SEOUL, South Korea, New York Times, 9 Dec. 2016- South Korea’s Parliament voted on Friday to impeach President Park Geun-hye… who rose to power with strong support from those who revered her father, the military dictator Park Chung-hee.
The vote against Ms. Park, the nation’s first female leader, followed weeks of damaging disclosures in a corruption scandal that has all but paralyzed the government and produced the largest street protests in the nation’s history. Her powers will now be suspended as the Constitutional Court considers whether to remove her from office.
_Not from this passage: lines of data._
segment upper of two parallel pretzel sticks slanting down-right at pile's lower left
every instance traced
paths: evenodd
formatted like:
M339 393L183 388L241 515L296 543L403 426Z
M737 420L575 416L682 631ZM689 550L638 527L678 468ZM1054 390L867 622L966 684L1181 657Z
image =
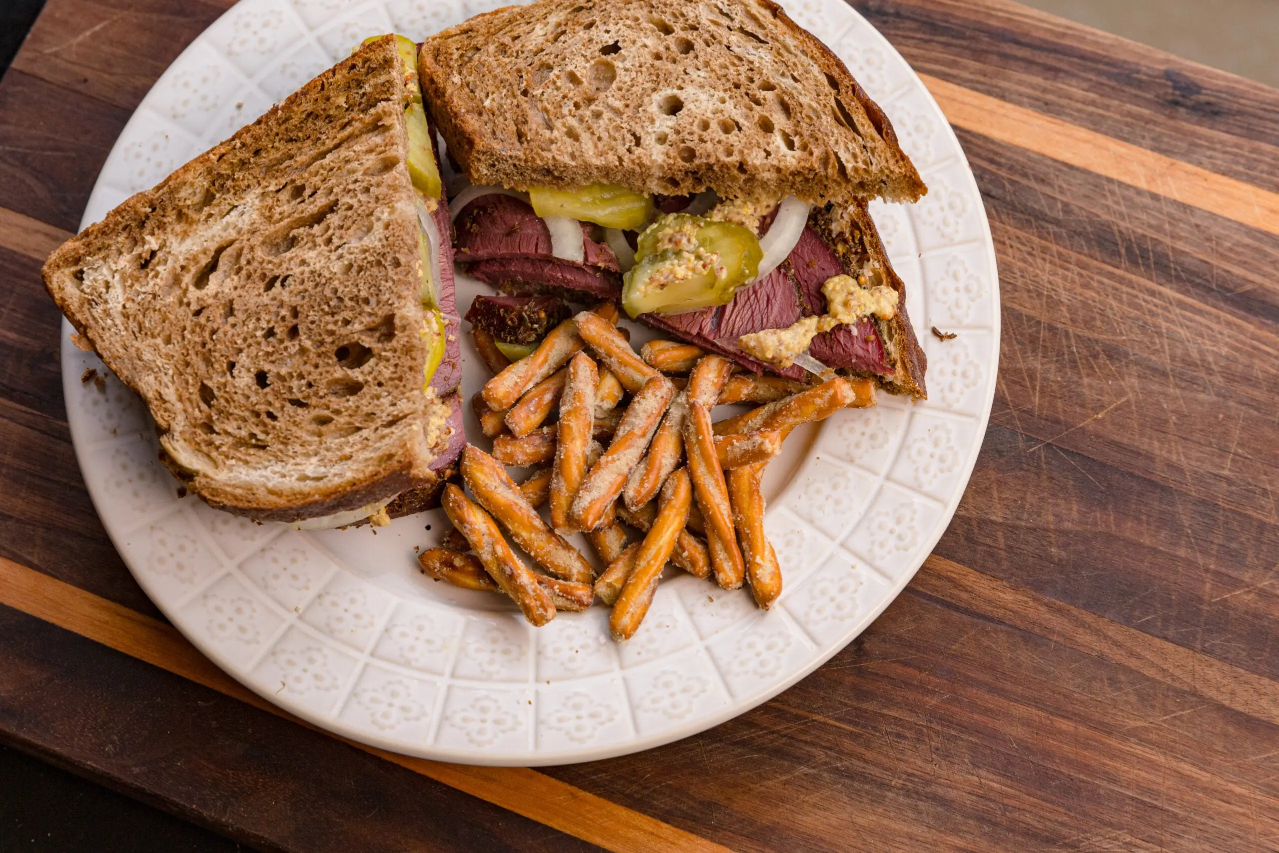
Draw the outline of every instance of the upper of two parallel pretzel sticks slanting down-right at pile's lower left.
M510 538L547 572L578 583L588 582L595 574L586 558L546 526L501 463L471 444L462 451L462 480L480 505L506 528Z

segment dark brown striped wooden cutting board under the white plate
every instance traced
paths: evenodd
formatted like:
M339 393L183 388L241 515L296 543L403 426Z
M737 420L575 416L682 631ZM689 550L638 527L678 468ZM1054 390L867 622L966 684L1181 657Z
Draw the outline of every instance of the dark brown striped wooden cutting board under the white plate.
M459 767L223 675L75 464L40 263L226 5L49 0L0 81L5 742L262 849L1279 847L1279 92L998 0L856 3L954 124L999 254L999 391L950 529L749 714Z

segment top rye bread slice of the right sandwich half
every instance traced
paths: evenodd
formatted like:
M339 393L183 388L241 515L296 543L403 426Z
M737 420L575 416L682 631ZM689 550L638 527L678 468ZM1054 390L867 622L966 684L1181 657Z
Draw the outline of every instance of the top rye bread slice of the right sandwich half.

Ms. Park has been accused of allowing a shadowy confidante, the daughter of a religious sect leader, to exercise remarkable influence on matters ranging from choosing top government officials to her wardrobe, and of helping her extort tens of millions of dollars from South Korean companies. The scandal, which gained national attention less than two months ago, has cast a harsh light on collusion between the presidency and big business in one of Asia’s most dynamic economies.
A total of 234 lawmakers voted for impeachment, well over the required two-thirds threshold in the 300-seat Parliament. The vote was by secret ballot, but the outcome indicated that nearly half of the 128 lawmakers in Ms. Park’s party, Saenuri, had joined the opposition in moving to oust her.
Parliament’s motion for impeachment, accusing Ms. Park of “extensive and serious violations of the Constitution and the law,” will now be taken up by the Constitutional Court, which has six months to decide whether the charges are true and merit her ouster.
Prime Minister Hwang Kyo-ahn, a former prosecutor and staunch defender of Ms. Park, will serve as acting president in the meantime. If the court votes to remove Ms. Park, South Korea will hold an election for a new president in 60 days.
The vote for impeachment in the National Assembly, South Korea’s Parliament, was a victory both for the opposition and the huge crowds of South Koreans who filled central Seoul for the past six weekends demanding that she resign immediately or face impeachment. Recent surveys showed that a vast majority of South Koreans agreed with the demonstrators.
“It is a victory of the people’s will and Korea’s democracy,” said Kang Won-taek, a professor of political science at Seoul National University. “It is Korea’s glorious revolution, achieved without blood and without any serious violence.”
The last time South Koreans took to the streets to kick out an unpopular leader, in 1960, they had to fight bloody battles with police officers armed with rifles.
That uprising forced Syngman Rhee, the country’s founding and authoritarian president, to resign and flee into exile in Hawaii. Vice President Lee Ki-poong, a Rhee confidant who was at the center of a corruption scandal, and his family ended their lives in a group suicide as mobs approached their home in Seoul.
In subsequent decades, when South Koreans demanded more democracy, their military dictators, including Ms. Park’s father, brutally suppressed them through martial law, torturing and even executing their leaders.
In 1987, violence erupted again as people took to the streets to demand free presidential elections, forcing the military government to back down.
This time, in a sign of how far South Korea’s democracy has matured, peaceful crowds achieved their goal without a single arrest. Increasingly large numbers of protesters gathered in the capital, including about 1.7 million people on Saturday — the largest protest in South Korean history.
The protesters sang and danced to rock music and put flower stickers on police buses. They marched, some pushing baby carriages, while uniformed officers stood aside. And they neared Ms. Park’s presidential compound, chanting that she should step down immediately or face impeachment.